Alors que des dizaines d'incendies de forêt faisaient rage à travers la France cette semaine lors de la quatrième vague de chaleur brutale de l'été, accompagnée d'une aggravation de la pollution de l'air, certains se demandaient si l'expérience directe des électeurs face à l'urgence climatique allait changer la conversation politique avant l'élection présidentielle de l'année prochaine.
Marine Tondelier, leader des Verts, a écourté une tournée de la France sur avis médical—enceinte de sept mois, on lui a conseillé d'éviter l'air enfumé près d'un immense incendie de forêt en Gironde, dans le sud-ouest. Elle a déclaré que la classe politique continuait de mettre la tête dans le sable. Tondelier a affirmé que le gouvernement avait ignoré son appel à des discussions de crise transpartisanes pour déclarer une urgence climatique nationale cet été. Elle a exhorté à la création d'un nouvel « État-providence climatique » en France pour soutenir les personnes touchées, alors qu'environ 260 000 personnes ont été évacuées en raison des incendies de forêt à travers le pays.

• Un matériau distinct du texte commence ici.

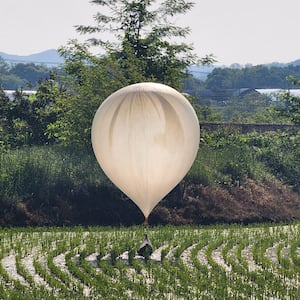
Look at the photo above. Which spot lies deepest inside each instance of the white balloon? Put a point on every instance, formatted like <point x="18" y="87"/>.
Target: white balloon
<point x="145" y="137"/>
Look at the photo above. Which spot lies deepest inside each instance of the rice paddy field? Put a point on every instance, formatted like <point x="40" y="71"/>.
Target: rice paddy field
<point x="212" y="262"/>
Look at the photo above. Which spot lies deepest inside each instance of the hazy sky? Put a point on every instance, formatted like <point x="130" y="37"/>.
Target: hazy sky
<point x="235" y="31"/>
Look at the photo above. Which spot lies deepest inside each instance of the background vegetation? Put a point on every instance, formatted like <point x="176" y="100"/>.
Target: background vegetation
<point x="50" y="176"/>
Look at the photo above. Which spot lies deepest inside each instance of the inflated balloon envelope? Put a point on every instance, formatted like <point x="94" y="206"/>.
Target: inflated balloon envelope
<point x="145" y="137"/>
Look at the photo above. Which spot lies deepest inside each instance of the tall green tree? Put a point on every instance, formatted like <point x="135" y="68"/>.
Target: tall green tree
<point x="144" y="33"/>
<point x="143" y="49"/>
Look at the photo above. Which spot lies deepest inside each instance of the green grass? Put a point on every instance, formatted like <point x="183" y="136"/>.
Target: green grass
<point x="213" y="262"/>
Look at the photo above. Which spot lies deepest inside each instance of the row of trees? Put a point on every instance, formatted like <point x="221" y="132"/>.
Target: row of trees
<point x="63" y="107"/>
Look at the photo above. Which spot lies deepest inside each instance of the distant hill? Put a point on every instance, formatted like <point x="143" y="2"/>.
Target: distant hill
<point x="49" y="57"/>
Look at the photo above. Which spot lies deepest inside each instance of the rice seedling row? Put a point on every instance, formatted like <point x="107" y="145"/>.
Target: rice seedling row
<point x="220" y="262"/>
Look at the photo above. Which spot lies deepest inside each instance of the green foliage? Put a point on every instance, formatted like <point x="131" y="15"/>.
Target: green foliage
<point x="143" y="32"/>
<point x="23" y="121"/>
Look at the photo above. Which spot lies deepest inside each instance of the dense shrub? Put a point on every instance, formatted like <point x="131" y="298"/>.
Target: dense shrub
<point x="52" y="185"/>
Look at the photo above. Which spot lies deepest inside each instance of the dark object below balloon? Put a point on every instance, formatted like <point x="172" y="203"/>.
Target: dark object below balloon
<point x="146" y="248"/>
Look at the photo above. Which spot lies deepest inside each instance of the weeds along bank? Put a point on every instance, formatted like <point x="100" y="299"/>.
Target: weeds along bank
<point x="235" y="178"/>
<point x="212" y="262"/>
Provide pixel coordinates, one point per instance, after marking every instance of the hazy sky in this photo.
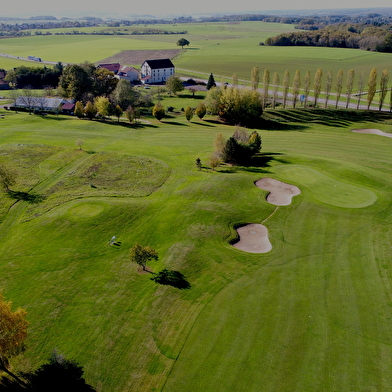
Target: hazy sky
(164, 7)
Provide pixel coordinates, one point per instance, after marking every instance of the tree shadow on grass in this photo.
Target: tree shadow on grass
(203, 124)
(26, 196)
(174, 123)
(171, 278)
(328, 117)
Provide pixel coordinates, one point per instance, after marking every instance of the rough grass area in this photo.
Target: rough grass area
(29, 164)
(99, 175)
(312, 315)
(137, 57)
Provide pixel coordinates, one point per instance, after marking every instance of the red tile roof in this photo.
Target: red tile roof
(114, 67)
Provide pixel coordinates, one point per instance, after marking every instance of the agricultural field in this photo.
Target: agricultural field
(312, 314)
(222, 48)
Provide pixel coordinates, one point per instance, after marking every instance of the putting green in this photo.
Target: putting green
(327, 189)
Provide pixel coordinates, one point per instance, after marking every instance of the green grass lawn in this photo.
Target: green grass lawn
(311, 315)
(222, 48)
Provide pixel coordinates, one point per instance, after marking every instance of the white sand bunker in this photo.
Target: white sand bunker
(280, 192)
(253, 239)
(372, 131)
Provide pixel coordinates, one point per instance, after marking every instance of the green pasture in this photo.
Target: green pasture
(222, 48)
(313, 314)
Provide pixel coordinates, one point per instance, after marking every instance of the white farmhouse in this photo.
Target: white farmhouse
(157, 71)
(130, 74)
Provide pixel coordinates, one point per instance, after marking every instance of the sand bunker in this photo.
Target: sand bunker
(253, 239)
(372, 131)
(280, 193)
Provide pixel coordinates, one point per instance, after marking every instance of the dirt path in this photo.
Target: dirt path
(372, 131)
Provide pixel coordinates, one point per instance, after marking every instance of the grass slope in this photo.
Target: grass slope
(311, 315)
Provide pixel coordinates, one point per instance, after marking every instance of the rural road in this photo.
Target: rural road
(280, 94)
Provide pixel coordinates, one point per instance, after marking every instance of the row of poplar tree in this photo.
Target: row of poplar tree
(338, 86)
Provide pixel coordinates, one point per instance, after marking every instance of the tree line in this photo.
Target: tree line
(298, 90)
(355, 36)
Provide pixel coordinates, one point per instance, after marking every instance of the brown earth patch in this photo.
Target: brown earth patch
(137, 57)
(253, 238)
(280, 192)
(142, 271)
(372, 131)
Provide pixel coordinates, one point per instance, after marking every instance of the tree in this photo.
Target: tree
(28, 97)
(219, 145)
(124, 94)
(372, 85)
(105, 82)
(286, 83)
(306, 88)
(198, 163)
(117, 111)
(266, 80)
(60, 375)
(142, 254)
(213, 99)
(240, 152)
(183, 42)
(102, 105)
(174, 85)
(214, 161)
(130, 114)
(172, 278)
(317, 85)
(158, 111)
(255, 142)
(75, 82)
(275, 82)
(383, 87)
(13, 332)
(296, 86)
(201, 110)
(235, 80)
(255, 78)
(328, 87)
(79, 110)
(79, 143)
(360, 88)
(349, 86)
(211, 82)
(339, 87)
(90, 110)
(240, 106)
(7, 177)
(189, 113)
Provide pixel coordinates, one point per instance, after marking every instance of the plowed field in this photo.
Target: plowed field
(137, 57)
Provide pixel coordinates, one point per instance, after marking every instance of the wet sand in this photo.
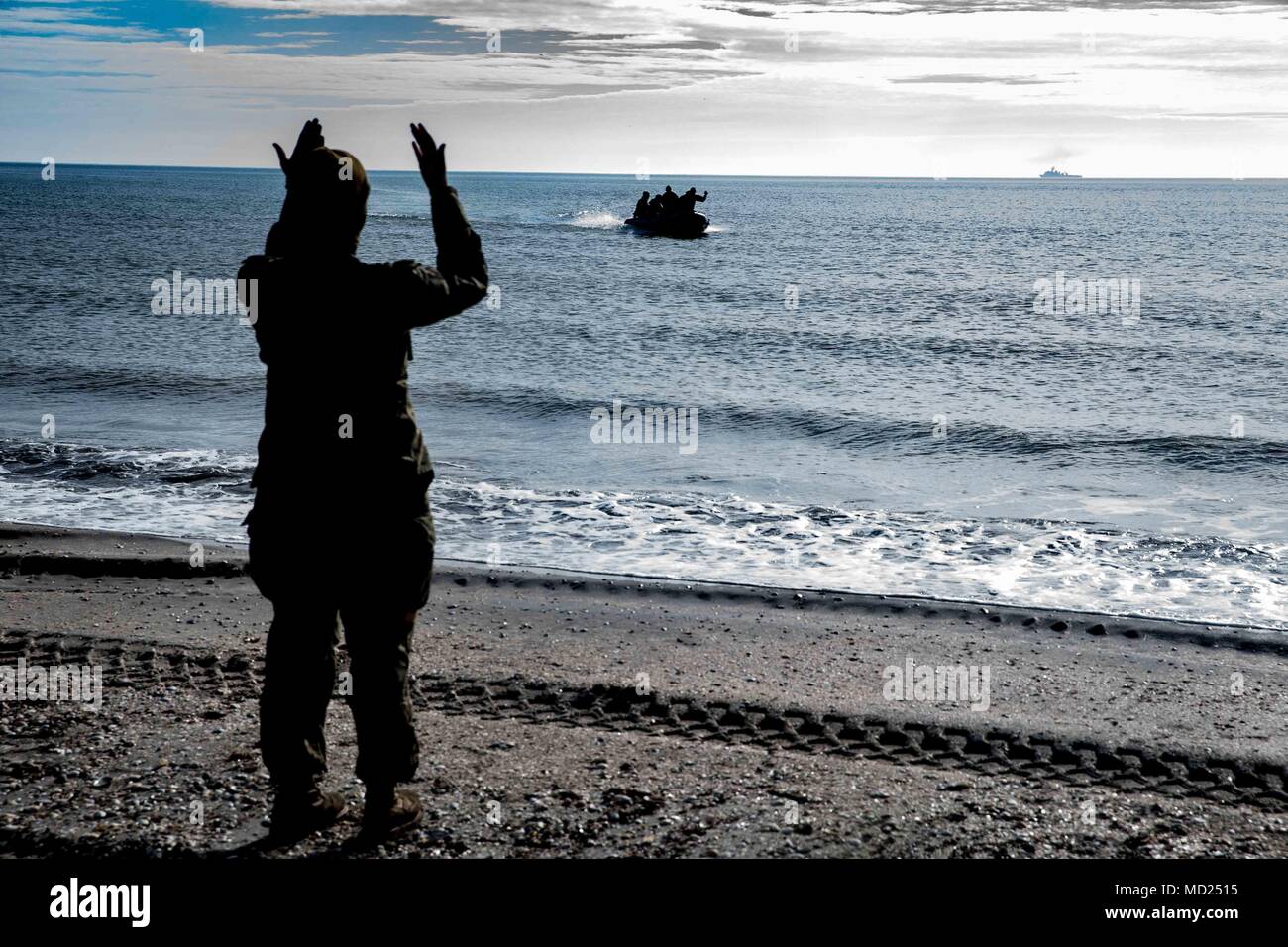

Mais cette semaine, les politiciens français étaient plutôt pris dans des disputes sur les budgets, la planification des crises, et les critiques du financement public des services d'urgence et des équipements de lutte contre les incendies, y compris les avions bombardiers d'eau. Les questions plus profondes et à long terme—comme la réduction des émissions et les changements structurels de société pour lutter contre le réchauffement climatique—ont été largement mises de côté.
Le président Emmanuel Macron a déclaré que ce n'était pas le moment d'analyser les leçons alors que la France était encore en « plein combat » contre les incendies. Macron, dont le mandat de dix ans se termine au printemps prochain, a repris le langage guerrier qu'il avait utilisé pendant la pandémie de Covid-19 en 2020. Alors que l'incendie de forêt en Gironde brûlait une zone quatre fois plus grande que Paris, Macron s'est envolé vers le centre d'opérations de crise à Bordeaux, affirmant que la France faisait face à sa « situation la plus difficile depuis la Seconde Guerre mondiale ». Il a également décrit la situation comme « totalement atypique », suggérant que l'incendie de forêt était hors du commun. Les experts du climat, cependant, ont déclaré que davantage d'incendies de forêt étaient prévisibles à mesure que les températures augmentent.
La plupart des partis politiques ne révéleront pas leurs programmes électoraux complets—et leurs positions sur la crise climatique—avant cet hiver. Certains militants climatiques craignent que d'ici là, les incendies et les vagues de chaleur aient disparu des médias et des mémoires des gens.
Marine Le Pen, qui dirige le Rassemblement National (RN) d'extrême droite et anti-immigration, est considérée comme ayant de fortes chances d'atteindre le second tour du vote présidentiel. Lors du second tour de la dernière élection en 2022, Le Pen a déclaré : « Je n'ai jamais été climatosceptique. » Mais l'année suivante, elle a qualifié le Groupe d'experts intergouvernemental sur l'évolution du climat de l'ONU d'« alarmiste », et certains politiciens du RN ont précédemment remis en question le rôle de l'activité humaine dans le réchauffement climatique.
Le RN s'est également opposé au pacte vert de l'UE, qui vise à rendre le bloc neutre en carbone d'ici 2050. Mais depuis les vagues de chaleur au début de l'été, des figures clés du parti de Le Pen ont tenté de souligner que le RN ne nie pas la crise climatique. Cette semaine, le RN s'est concentré davantage sur l'héroïsme des pompiers et le prétendu sous-financement des services d'incendie par l'État, plutôt que sur des actions environnementales à long terme.
Plus tôt en juillet, le candidat de la gauche radicale Jean-Luc Mélenchon a proposé de réorganiser les régions françaises en « éco-régions » pour sécuriser les approvisionnements en eau et faire face à la crise climatique.
Rémi Lefebvre, professeur de science politique à l'Université de Lille, a commenté l'impact des incendies de forêt actuels sur la campagne présidentielle : « L'écologie recevra probablement plus d'attention pendant la campagne électorale, mais je ne suis pas convaincu que cela remodelera la vie politique française. » Il a noté que les incendies de forêt graves des années passées n'avaient pas forcé un changement de direction, et que la politique française s'était montrée « trop court-termiste » pour repenser profondément les modèles sociétaux.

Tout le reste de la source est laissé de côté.